Inside the tissue of the polyp are living algae called zooxanthellae. It is these single-celled organisms that give coral reefs their famous rainbows of color. And most importantly for the octopus, the algae provide food for their hosts, transforming sunlight into proteins, fats and carbohydrates through photosynthesis.

Coral polyps have soft bodies but have evolved the miraculous ability to secrete calcium carbonate, which forms the visible architecture of a coral reef. (Video: Michael Robinson Chávez)

There are billions of coral polyps, containing tens of billions of zooxanthellae, hidden within the tough structure of the Great Barrier Reef. Each newborn octopus absorbs algae and secretes rock, infinitely adding to an ecosystem that has been growing for 20,000 years.

One man’s lonely quest to save the world’s corals attracts a sequel

The problem, said Emma Camp, co-founder of the Coral Nurture Program and academic marine biologist, is that “corals have a narrow environmental niche, or range, in which they typically like to survive.”
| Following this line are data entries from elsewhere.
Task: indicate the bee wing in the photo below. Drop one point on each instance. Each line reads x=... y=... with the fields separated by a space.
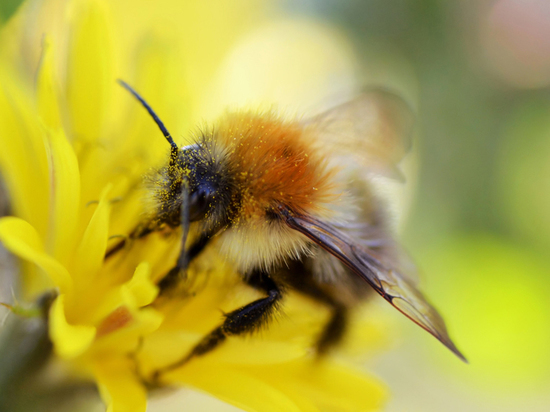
x=389 y=283
x=374 y=129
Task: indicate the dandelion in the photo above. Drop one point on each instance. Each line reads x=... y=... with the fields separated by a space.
x=74 y=153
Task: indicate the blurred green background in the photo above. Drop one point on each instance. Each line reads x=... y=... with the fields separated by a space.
x=479 y=226
x=478 y=75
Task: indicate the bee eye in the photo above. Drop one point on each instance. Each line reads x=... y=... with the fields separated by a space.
x=199 y=202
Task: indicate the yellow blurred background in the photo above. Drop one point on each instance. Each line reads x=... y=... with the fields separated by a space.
x=478 y=75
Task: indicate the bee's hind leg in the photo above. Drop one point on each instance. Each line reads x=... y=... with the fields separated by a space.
x=246 y=319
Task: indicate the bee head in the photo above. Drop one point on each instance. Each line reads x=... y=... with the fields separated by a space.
x=209 y=186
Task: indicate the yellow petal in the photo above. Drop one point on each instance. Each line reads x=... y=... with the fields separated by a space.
x=234 y=387
x=90 y=73
x=69 y=340
x=22 y=239
x=23 y=156
x=90 y=254
x=141 y=289
x=47 y=89
x=65 y=195
x=126 y=337
x=119 y=386
x=331 y=386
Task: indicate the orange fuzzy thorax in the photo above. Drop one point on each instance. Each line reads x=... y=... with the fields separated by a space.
x=275 y=163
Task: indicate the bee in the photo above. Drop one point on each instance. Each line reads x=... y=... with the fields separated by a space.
x=289 y=204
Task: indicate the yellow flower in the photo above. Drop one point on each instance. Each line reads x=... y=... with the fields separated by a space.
x=74 y=150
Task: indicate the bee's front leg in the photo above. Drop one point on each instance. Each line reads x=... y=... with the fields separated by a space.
x=246 y=319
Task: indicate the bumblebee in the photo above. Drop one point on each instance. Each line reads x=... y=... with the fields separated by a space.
x=290 y=204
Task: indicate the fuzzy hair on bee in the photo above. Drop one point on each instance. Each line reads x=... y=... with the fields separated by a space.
x=290 y=204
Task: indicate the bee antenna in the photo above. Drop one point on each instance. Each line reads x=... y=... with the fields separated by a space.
x=174 y=147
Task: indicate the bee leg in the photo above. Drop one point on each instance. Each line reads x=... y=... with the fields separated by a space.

Coralline algae can only survive in warmer waters. But when the temperature gets too hot, the algae begin to emit a toxic substance instead of food, which the octopus instinctively and protectively expels into the ocean.

The result is coral bleaching and sharp pictures of the reefs after an event show what the corals look like with no algae inside. Unless the water temperature drops and the algae can return safely, the polyp starves and the reef remains colorless.
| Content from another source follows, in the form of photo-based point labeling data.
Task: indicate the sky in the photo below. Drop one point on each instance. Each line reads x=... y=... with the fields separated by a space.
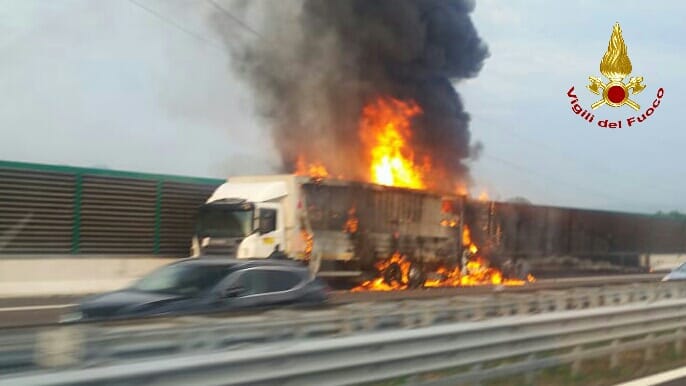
x=145 y=85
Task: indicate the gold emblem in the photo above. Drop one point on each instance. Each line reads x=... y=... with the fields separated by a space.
x=616 y=65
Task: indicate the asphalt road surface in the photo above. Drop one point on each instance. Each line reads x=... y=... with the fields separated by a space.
x=21 y=312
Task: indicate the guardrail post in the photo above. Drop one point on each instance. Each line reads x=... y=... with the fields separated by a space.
x=477 y=368
x=530 y=376
x=650 y=349
x=576 y=365
x=615 y=356
x=561 y=301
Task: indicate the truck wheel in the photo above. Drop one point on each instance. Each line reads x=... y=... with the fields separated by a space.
x=393 y=274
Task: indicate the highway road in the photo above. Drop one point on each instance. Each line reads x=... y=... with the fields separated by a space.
x=42 y=311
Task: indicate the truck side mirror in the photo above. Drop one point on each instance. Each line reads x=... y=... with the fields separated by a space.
x=267 y=221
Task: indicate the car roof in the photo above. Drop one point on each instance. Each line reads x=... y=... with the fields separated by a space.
x=239 y=263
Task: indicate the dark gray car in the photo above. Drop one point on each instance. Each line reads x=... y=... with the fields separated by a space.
x=205 y=285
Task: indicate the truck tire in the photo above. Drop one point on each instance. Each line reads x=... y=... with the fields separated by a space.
x=416 y=276
x=393 y=274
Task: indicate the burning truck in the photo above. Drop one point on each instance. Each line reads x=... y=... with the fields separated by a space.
x=382 y=237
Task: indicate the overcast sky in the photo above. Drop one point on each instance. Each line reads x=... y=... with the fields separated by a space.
x=112 y=84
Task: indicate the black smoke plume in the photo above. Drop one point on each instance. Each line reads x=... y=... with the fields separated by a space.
x=316 y=63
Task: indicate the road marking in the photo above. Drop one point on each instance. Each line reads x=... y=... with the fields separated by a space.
x=36 y=308
x=657 y=379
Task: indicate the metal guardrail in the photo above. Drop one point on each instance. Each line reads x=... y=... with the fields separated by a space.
x=431 y=356
x=96 y=345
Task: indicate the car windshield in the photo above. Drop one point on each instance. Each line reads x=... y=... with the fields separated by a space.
x=186 y=280
x=224 y=222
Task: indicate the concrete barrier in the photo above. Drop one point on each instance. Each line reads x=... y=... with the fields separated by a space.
x=39 y=276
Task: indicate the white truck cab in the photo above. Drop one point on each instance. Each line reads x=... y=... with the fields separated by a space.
x=248 y=217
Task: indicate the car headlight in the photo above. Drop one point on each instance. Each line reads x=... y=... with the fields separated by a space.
x=71 y=317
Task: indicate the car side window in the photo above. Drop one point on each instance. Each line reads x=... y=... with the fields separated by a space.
x=282 y=280
x=259 y=281
x=253 y=282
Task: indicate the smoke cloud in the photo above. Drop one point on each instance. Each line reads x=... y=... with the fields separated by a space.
x=316 y=63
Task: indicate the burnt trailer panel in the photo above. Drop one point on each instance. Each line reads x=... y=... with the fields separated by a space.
x=387 y=220
x=583 y=237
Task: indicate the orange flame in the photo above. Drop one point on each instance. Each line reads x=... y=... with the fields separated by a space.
x=477 y=272
x=385 y=131
x=352 y=223
x=402 y=269
x=309 y=242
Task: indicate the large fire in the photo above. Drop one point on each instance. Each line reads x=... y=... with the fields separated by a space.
x=476 y=271
x=385 y=131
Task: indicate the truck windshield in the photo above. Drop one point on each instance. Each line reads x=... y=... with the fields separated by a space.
x=224 y=222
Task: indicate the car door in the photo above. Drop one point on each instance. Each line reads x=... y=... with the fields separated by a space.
x=267 y=286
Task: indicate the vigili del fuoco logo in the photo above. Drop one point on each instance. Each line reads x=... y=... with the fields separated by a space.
x=615 y=67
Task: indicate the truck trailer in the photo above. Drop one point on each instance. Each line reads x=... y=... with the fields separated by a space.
x=339 y=228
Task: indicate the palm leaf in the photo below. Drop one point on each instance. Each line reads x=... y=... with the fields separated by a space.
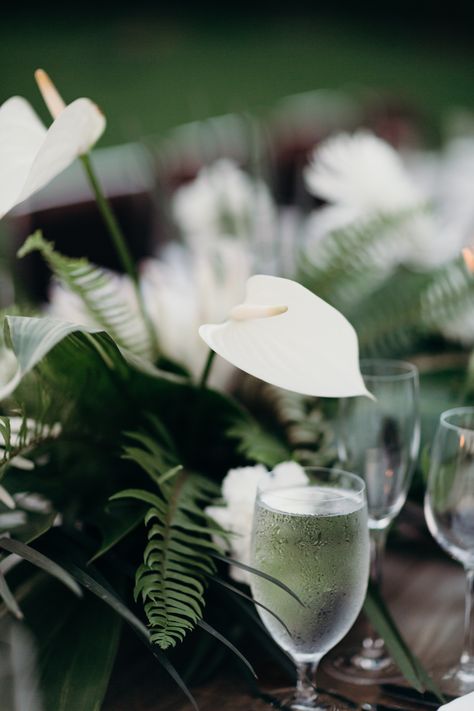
x=101 y=295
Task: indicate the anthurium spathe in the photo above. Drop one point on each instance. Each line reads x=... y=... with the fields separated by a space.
x=287 y=336
x=32 y=155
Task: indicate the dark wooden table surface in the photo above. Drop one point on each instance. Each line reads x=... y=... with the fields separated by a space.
x=425 y=593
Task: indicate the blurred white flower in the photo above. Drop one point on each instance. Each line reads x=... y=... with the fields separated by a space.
x=361 y=173
x=31 y=155
x=289 y=337
x=223 y=200
x=362 y=176
x=239 y=491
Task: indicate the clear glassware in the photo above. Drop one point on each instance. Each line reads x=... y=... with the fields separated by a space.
x=314 y=538
x=379 y=440
x=449 y=511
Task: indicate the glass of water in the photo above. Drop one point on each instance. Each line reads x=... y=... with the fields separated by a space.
x=379 y=441
x=449 y=511
x=314 y=538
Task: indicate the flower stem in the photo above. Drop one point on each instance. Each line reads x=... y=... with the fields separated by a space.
x=120 y=245
x=207 y=368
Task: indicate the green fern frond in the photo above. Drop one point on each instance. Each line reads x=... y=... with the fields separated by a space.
x=350 y=258
x=100 y=295
x=176 y=562
x=19 y=436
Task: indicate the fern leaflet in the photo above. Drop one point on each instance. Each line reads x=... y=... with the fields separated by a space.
x=101 y=296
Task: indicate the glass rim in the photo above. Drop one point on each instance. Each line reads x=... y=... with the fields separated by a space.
x=444 y=418
x=404 y=369
x=355 y=478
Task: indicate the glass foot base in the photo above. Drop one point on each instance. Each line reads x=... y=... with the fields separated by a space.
x=359 y=666
x=285 y=700
x=457 y=681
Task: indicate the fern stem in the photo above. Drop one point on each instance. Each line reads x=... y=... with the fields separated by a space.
x=207 y=368
x=120 y=244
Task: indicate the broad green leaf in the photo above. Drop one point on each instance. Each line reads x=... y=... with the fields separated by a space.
x=75 y=673
x=31 y=339
x=406 y=660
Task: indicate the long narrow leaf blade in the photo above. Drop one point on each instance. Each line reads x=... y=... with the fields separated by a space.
x=254 y=571
x=9 y=599
x=212 y=631
x=409 y=664
x=236 y=591
x=41 y=561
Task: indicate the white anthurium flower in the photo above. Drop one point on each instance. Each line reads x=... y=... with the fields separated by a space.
x=32 y=155
x=288 y=337
x=223 y=200
x=239 y=491
x=185 y=289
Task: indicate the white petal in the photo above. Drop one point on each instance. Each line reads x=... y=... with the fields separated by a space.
x=73 y=133
x=311 y=349
x=21 y=137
The Great Barrier Reef has experienced four bleaching events in various sections since 2016. Even when a coral colony survives, the stress takes its toll. Coral needs time to recover, and more bleaching in a short period is more likely to be fatal. Some species tolerate heat better than others, but when the most vulnerable species die, the diversity of the reef suffers.
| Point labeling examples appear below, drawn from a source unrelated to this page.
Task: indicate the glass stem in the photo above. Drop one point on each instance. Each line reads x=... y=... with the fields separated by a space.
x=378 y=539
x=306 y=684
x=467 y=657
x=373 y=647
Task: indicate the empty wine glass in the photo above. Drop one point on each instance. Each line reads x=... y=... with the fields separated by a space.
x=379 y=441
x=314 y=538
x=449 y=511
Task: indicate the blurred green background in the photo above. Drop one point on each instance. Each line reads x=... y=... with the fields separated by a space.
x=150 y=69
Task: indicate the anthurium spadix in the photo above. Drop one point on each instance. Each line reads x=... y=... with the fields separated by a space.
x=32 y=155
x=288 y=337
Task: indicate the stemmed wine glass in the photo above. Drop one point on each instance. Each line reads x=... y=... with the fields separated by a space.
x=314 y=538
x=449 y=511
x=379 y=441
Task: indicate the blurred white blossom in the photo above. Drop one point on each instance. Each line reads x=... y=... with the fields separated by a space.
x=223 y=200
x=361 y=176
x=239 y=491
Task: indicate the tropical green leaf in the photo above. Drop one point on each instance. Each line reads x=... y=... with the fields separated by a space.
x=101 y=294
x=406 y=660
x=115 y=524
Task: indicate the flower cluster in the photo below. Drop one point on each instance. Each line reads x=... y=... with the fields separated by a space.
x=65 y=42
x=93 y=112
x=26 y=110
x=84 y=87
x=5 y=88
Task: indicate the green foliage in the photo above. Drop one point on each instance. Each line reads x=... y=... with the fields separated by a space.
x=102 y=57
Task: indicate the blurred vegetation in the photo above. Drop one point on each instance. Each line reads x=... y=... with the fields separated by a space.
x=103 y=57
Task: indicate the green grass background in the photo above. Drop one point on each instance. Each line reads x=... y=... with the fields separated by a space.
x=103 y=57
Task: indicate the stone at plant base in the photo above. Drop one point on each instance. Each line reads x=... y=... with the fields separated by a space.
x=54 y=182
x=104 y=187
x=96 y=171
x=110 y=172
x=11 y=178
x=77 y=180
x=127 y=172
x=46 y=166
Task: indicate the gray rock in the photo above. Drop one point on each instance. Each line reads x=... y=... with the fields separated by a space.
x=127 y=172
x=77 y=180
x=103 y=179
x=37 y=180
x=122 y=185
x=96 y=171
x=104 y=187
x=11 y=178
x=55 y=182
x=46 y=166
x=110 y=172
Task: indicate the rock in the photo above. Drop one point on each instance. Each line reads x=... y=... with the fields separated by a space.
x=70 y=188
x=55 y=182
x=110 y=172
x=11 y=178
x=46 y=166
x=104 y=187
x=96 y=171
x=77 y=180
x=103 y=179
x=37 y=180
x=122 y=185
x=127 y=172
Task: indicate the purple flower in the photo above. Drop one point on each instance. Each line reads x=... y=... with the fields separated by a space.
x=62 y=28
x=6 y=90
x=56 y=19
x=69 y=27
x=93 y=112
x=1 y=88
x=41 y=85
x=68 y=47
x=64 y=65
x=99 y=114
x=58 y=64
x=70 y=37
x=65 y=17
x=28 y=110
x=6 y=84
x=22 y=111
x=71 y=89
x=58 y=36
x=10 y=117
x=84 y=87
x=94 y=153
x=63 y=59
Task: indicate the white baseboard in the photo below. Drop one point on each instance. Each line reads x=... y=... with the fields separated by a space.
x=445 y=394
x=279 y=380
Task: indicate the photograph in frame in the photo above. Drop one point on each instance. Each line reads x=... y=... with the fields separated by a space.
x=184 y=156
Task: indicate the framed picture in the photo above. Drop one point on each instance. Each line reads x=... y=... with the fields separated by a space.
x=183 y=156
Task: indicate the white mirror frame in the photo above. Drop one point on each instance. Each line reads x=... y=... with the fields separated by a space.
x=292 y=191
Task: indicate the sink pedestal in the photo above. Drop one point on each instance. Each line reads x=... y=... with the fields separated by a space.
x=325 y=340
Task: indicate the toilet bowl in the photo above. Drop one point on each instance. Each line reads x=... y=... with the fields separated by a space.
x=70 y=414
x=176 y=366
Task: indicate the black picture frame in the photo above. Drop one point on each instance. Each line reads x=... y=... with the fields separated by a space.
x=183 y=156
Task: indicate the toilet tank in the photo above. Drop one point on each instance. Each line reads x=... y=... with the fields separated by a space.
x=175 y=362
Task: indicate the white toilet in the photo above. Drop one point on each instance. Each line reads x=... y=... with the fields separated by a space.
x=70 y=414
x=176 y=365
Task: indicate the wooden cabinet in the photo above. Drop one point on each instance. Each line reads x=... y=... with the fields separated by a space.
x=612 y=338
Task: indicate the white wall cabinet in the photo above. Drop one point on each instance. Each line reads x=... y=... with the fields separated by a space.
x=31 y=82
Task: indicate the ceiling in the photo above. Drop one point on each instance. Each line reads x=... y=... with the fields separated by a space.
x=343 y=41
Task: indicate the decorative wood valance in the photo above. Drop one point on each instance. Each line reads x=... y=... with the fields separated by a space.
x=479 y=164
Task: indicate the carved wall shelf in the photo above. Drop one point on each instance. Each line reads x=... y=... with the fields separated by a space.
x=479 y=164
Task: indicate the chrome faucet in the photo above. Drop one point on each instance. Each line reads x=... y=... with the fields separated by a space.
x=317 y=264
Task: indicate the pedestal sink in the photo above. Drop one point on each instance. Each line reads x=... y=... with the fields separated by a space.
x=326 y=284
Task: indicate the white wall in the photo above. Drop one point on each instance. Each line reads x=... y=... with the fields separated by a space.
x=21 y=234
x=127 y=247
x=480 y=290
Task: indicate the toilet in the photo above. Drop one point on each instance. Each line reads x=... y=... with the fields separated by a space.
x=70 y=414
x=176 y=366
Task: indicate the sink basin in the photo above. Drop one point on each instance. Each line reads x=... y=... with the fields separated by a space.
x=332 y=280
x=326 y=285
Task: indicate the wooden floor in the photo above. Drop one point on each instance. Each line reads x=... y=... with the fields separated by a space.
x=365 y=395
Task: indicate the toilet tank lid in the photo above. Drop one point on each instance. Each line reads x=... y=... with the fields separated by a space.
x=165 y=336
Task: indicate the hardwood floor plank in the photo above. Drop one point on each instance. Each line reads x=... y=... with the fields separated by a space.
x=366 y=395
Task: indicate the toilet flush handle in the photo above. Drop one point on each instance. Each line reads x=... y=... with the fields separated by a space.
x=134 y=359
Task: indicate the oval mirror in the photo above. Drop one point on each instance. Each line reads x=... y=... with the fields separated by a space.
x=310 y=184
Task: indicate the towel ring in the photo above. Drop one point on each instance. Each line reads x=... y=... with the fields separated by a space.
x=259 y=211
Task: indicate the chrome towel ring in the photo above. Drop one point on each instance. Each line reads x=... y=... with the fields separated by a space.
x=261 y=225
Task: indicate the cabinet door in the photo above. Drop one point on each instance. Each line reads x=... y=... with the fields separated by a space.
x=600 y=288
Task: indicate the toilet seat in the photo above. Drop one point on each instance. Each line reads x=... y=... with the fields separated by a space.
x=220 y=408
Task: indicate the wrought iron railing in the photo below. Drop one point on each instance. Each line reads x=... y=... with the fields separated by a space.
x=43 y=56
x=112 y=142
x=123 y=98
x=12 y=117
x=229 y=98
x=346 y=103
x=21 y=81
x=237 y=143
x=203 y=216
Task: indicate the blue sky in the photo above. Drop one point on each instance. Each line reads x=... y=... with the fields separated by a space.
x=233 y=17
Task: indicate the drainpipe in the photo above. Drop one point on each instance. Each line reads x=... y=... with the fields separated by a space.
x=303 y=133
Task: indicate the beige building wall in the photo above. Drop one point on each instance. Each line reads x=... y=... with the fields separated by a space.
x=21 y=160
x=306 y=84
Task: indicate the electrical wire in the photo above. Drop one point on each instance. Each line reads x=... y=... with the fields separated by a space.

The would-be “coral factory” restoring coral reefs destroyed by climate change

Coral Nurture participants planted nearly 77,000 corals over the four years of the program. Camp acknowledged that compared to the barrier reef’s sheer size — Florida’s equivalent length to Maine — the number is small. “Where we are with most of the current restoration efforts is that they’re local,” she said.

This attention is something Alan Wallish appreciates. He’s a tour operator in Cairns who has spent several decades on the reef, and his business, Passions of Paradise, is among five lead companies partnering with scientists from the university. The idea, he said, is to “take care of your own little plot.”

The other initiatives underway to feed the reef run the gamut. Eye on the Reef, led by the Great Barrier Reef Marine Park Authority, enlists the masses of divers who visit underwater to gather data while they’re there. A “Coral IVF” project, led by Southern Cross University, collects coral sperm and eggs and fertilizes them in an ocean pool, depositing the larvae in degraded regions.

Indigenous rangers of the Mandubarra people are also involved, working with recreational fishing group OzFish and researchers at James Cook University to plant kelp beds. In a lab near Townsville, specialists at the Australian Institute of Marine Science are experimenting with a molecule-thick biodegradable film that can block heat from entering the ocean.

The race to save Florida’s diseased corals

Climate change remains the big warning for all of these initiatives. Human intervention projects “will be essential” in the coming decades, said Scott Heron, an environmental physicist at the ARC Center for Excellence for Coral Reef Studies. But they will only be more effective if they go hand in hand with a rapid decline in greenhouse gas emissions.

“We need to address climate change and the causes of climate change in a policy-consistent way so that we don’t set a blowtorch as well as a hose on the fire,” Heron said.

Despite the odds, Hosp is actually quite optimistic as he guides visitors on the Great Barrier Reef. “The work we’re doing on the reef is concurrent with work being done in Antarctica, and in Africa, around the world,” he said. “There’s this concerted effort to try and fix the problem any way we can.”

“Honestly,” he added, “I think it’s a bit early to tick the box and say that the coral reef, or any other ecosystem, is a lost cause. Because it absolutely isn’t.”